Ahhh, rom-com movies. Is there anything better than two charismatic beautiful people enduring a series of misunderstandings, while falling in love in the process? The correct answer is no, unless you incorporate a jungle caper treasure hunt mystery element, introduced and enforced by a crazy maverick. If that sounds like film perfection for you, I’m pleased to say you’re both one of my people, and that you’re in for a total treat with The Lost City.

Originally entitled The Lost City of D (we’re not laughing, promise), this movie follows reclusive adventure romance novelist author Loretta Sage (Sandra Bullock) as she procrastinates writing the final novel in her much-beloved franchise. Audiences love them for their exotic locations, wild romances, and heart-throb cover star Alan (Channing Tatum). When Loretta gets kidnapped by an eccentric billionaire (Daniel Radcliffe) who believes she can help him find the ancient city’s lost treasure, Alan decides to be the one to rescue her – determined to prove he’s not just a pretty face and ripped torso, but that he can be a hero in real life too.

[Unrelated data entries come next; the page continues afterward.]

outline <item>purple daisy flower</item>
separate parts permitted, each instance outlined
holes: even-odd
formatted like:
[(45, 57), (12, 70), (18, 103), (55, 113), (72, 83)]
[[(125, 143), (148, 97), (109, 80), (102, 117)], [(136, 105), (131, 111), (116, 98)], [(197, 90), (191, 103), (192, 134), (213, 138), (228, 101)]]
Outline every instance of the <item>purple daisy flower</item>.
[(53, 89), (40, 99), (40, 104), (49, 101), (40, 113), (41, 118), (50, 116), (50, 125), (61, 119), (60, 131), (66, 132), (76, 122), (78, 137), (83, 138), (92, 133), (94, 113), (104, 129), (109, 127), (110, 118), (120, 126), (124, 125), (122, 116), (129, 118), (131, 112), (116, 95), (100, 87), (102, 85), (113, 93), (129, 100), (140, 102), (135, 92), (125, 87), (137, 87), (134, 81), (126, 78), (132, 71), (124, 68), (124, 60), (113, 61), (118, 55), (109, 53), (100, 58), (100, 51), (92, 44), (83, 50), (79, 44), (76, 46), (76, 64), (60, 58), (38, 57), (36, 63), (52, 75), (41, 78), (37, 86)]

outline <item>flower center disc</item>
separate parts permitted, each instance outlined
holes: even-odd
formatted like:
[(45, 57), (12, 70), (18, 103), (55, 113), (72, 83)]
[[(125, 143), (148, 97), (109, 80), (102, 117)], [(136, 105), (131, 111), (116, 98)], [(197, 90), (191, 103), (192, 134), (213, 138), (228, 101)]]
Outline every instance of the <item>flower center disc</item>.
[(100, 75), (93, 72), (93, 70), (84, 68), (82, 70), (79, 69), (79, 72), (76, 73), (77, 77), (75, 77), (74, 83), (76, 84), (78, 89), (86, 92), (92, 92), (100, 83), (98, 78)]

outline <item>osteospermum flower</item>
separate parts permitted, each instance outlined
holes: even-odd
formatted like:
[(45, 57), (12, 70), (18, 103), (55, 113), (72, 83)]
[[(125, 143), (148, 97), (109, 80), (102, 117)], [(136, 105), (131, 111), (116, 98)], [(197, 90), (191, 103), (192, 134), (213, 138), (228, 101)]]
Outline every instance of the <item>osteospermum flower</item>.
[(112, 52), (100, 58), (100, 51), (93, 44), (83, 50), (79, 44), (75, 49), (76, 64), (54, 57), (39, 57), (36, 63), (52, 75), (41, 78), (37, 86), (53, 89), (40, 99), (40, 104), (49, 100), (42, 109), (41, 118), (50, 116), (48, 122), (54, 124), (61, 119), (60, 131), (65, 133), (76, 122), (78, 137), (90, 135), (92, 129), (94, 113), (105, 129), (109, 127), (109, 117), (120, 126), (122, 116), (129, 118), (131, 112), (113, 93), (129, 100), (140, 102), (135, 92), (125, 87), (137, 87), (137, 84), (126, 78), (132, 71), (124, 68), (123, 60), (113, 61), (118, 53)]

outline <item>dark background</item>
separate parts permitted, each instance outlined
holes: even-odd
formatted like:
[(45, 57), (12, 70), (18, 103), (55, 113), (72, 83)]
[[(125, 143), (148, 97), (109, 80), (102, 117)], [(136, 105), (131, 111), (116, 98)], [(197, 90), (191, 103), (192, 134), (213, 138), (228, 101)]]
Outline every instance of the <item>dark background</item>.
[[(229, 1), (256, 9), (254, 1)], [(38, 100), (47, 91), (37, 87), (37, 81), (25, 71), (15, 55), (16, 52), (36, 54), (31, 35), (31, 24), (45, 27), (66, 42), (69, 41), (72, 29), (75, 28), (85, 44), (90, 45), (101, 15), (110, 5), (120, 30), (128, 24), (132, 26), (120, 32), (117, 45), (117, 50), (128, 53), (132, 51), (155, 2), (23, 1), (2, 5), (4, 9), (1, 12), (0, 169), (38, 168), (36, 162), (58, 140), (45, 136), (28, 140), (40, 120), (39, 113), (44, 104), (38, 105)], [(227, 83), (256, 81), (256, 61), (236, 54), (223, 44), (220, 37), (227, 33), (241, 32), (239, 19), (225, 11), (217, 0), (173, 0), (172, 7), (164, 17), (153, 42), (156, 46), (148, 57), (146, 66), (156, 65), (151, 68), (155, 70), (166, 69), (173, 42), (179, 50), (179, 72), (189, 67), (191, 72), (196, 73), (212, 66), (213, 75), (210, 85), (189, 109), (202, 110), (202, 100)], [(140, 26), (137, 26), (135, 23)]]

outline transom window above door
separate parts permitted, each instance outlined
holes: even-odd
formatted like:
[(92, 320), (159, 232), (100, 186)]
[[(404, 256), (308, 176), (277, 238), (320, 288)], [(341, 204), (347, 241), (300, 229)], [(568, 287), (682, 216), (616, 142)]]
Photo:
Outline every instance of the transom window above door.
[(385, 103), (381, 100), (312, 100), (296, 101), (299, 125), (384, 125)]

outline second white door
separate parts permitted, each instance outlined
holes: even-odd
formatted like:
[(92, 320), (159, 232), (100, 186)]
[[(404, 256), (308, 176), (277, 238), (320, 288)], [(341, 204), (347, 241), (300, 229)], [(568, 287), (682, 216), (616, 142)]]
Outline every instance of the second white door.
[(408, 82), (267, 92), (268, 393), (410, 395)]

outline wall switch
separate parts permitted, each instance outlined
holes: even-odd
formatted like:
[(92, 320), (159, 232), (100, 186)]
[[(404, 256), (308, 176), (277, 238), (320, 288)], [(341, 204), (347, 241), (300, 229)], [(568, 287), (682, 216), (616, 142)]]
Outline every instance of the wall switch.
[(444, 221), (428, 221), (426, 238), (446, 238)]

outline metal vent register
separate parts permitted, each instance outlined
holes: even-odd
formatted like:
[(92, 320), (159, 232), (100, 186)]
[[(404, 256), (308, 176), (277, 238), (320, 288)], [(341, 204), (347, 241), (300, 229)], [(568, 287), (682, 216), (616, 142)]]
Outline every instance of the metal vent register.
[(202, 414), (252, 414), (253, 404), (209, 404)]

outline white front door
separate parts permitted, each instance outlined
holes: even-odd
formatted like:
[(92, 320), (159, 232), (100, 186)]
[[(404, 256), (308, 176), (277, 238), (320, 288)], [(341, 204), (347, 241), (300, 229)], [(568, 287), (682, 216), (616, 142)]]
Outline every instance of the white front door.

This is not a film that reinvents the rule book. The Lost City wears its reference points – like its heart – on its sleeve. 1984’s Romancing The Stone is the most obvious touch-point, where Kathleen Turner is the caught-up-in-trouble romance novelist and Michael Douglas the reluctant grump who will help save her. Flip that around, with Bullock as the grump and Tatum as the sunshine and you get The Lost City.

It’s a film that knows exactly what it is and has no shame or qualms about that fact. It’s schmaltzy, with a beautiful message about how kindness and being open to the world is the
strongest form of bravery there is. Sure, that’s nothing new. But, when it’s done this well, what’s
there to complain about?

Bullock and Tatum have wonderfully chemistry, their rapport instinctive and hilarious to behold. This feels like a meeting of titans, icons of their respective eras of rom-com movies, gathering for a heavyweight match of epic proportions. Quoting any of their exchanges here would deprive you of the joy to come, but suffice to say the Kermodian six-laugh-test is smashed within the first few minutes.

Chuck in Radcliffe in full manic maverick mode and it feels near-impossible to not have a good time with this film. It also feels important to include a quick PSA, don’t feel disappointed if you already know of the high profile other actor who makes an appearance – it’s such a good inclusion that you’ve not been deprived in the slightest.

The Lost City is old-fashioned, in the best of ways, breezy, romantic, and funny. There are few better ways of spending just under two hours at the cinema.